Not everyone likes that article either, but it does at least extensively cite
prior work, i.e. accounts for "how his contributions were (like everyone
else's) evolutions of existing methods". In particular, sections 5.1–5.4
credit a large amount of work from the 1960s-80s that he considers
foundational.

------
plmu
One of the early applications was pattern matching for LHC. I was in one of
the groups in which some (not myself) worked on this and put the neural
networks, using the just developed theory, in hardware with FPGA's.

After a few years the three (post-docs) left and founded a startup. I lost
contact with them. I think they were too early for broader applications, and
had left the field completely in the early 2000's, when it really took of.

Here is a book that the author of the referenced article , and the people from
my group (Utrecht University), contributed to:
[https://link.springer.com/book/10.1007%2F978-1-4471-0877-1](https://link.springer.com/book/10.1007%2F978-1-4471-0877-1)

------
alexcnwy
1989/1990 was also when convolutional networks first started working with
LeCun’s breakthrough paper on digit recognition.

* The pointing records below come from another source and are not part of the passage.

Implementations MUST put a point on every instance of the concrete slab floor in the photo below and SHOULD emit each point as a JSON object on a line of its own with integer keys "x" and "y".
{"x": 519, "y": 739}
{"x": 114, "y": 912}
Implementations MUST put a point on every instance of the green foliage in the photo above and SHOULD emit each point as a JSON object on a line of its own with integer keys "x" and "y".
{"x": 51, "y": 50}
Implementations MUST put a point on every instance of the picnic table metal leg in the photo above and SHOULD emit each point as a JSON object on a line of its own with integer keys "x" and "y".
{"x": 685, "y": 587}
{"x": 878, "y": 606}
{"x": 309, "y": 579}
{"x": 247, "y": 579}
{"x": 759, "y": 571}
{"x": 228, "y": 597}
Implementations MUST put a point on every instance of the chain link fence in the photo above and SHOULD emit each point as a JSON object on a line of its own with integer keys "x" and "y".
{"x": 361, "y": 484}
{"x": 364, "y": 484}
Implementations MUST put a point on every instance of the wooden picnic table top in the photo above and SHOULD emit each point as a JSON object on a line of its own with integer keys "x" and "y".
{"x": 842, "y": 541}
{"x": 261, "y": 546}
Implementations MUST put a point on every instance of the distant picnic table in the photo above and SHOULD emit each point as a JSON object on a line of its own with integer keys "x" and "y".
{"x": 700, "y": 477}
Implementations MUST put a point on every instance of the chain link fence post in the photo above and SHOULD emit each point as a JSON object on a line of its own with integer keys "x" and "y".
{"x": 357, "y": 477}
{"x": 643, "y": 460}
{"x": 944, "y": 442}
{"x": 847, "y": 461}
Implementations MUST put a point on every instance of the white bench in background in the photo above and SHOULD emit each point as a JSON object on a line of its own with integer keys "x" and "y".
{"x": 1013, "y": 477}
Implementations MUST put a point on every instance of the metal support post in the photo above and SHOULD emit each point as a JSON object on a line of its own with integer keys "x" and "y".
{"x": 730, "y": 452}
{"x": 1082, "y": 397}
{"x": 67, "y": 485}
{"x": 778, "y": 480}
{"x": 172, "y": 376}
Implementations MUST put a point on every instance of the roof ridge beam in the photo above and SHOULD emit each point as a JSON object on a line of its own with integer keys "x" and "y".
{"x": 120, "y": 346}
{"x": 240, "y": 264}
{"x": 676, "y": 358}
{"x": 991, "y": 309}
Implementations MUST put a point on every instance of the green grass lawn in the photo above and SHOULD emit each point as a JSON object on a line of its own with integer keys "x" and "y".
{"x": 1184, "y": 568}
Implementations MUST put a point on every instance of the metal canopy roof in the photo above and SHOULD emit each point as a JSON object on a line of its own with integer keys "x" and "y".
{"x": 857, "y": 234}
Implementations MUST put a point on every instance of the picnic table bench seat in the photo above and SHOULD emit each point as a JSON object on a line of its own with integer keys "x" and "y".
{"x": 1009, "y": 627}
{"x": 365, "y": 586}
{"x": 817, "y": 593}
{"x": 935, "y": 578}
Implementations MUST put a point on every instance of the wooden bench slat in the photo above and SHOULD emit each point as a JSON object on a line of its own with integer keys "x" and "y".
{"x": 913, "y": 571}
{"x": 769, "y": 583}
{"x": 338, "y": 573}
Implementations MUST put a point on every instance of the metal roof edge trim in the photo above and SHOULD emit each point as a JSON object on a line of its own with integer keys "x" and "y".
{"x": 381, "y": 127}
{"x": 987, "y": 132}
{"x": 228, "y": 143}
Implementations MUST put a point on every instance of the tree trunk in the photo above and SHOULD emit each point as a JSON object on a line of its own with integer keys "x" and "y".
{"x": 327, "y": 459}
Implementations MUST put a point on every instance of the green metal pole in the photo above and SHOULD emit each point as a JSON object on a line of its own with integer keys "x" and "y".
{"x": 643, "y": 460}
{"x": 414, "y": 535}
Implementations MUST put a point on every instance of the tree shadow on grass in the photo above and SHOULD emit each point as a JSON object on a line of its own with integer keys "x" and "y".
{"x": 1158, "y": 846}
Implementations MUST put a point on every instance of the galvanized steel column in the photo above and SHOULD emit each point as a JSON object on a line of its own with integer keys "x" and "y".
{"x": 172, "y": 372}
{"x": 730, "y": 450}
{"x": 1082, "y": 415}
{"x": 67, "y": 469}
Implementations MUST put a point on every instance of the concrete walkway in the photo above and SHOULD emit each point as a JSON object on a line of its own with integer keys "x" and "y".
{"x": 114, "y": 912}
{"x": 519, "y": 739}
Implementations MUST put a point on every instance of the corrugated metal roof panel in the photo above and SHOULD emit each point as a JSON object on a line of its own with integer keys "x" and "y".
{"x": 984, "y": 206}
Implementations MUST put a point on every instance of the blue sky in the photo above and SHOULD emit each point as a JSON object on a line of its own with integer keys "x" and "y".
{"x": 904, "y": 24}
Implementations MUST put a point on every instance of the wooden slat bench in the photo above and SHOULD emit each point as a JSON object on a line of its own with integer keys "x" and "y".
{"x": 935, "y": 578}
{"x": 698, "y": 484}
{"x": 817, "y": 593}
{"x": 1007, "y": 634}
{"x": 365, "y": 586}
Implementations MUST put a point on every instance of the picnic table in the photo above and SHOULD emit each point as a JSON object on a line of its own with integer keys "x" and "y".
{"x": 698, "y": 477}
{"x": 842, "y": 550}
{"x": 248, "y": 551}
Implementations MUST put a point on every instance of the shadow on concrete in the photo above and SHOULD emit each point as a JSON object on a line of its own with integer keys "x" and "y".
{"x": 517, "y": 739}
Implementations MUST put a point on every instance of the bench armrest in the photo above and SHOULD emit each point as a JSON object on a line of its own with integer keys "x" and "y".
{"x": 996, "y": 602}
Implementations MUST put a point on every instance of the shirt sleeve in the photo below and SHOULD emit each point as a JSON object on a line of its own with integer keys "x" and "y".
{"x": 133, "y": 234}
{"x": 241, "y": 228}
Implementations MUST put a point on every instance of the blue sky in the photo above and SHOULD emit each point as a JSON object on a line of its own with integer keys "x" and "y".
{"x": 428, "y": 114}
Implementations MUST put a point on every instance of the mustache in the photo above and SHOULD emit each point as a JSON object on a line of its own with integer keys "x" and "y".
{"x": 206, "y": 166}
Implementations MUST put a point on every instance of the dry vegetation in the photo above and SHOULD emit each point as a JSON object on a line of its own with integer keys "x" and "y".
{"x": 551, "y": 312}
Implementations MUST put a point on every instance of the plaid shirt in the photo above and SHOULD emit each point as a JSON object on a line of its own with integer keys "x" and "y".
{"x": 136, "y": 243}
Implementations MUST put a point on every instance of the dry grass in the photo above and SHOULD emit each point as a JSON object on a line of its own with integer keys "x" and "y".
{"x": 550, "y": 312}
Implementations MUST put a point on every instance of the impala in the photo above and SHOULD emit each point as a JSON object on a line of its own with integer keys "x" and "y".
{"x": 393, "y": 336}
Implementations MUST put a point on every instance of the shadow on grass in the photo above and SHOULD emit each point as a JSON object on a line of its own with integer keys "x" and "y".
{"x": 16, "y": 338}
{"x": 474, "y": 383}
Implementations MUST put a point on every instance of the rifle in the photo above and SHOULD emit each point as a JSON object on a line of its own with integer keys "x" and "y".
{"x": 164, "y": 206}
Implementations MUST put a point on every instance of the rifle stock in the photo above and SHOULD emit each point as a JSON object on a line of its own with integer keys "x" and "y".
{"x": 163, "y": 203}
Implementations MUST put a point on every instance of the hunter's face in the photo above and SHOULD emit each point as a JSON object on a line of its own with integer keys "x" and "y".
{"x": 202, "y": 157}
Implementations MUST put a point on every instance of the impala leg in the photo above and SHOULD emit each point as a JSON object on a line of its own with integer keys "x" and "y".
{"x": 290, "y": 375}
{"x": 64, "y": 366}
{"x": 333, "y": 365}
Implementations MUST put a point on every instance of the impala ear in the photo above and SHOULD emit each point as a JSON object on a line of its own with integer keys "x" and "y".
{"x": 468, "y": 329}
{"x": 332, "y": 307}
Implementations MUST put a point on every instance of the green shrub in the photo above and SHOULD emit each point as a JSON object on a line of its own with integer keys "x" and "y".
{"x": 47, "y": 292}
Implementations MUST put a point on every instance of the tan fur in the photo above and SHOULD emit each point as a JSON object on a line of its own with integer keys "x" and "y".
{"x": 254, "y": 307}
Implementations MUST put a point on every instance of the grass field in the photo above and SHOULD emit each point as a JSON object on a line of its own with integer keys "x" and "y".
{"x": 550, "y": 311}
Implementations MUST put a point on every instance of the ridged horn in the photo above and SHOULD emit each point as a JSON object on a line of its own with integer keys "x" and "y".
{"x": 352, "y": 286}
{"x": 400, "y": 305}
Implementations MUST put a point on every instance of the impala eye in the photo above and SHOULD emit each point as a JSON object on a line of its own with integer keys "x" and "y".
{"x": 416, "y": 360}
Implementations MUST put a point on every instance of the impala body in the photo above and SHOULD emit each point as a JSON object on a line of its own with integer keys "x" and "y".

Incredible to think how much amazing research was happening back then and
wonder what research is being done now that will change our lives in the next
30 years.

------
bonoboTP
> In surveys from the Anglosphere it does not always become clear [DLC] that
> Deep Learning was invented where English is not an official language.

Even if you disagree with Schmidhuber's assessment of his own importance, I
think this is clearly true.

There is a certain arrogance (or not-invented-here syndrome) in the
Anglosphere (or North America) towards research done elsewhere.

------
nafizh
It was a travesty Schmidhuber didn't receive the Turing award along with
Hinton, Lecun, and Bengio last year.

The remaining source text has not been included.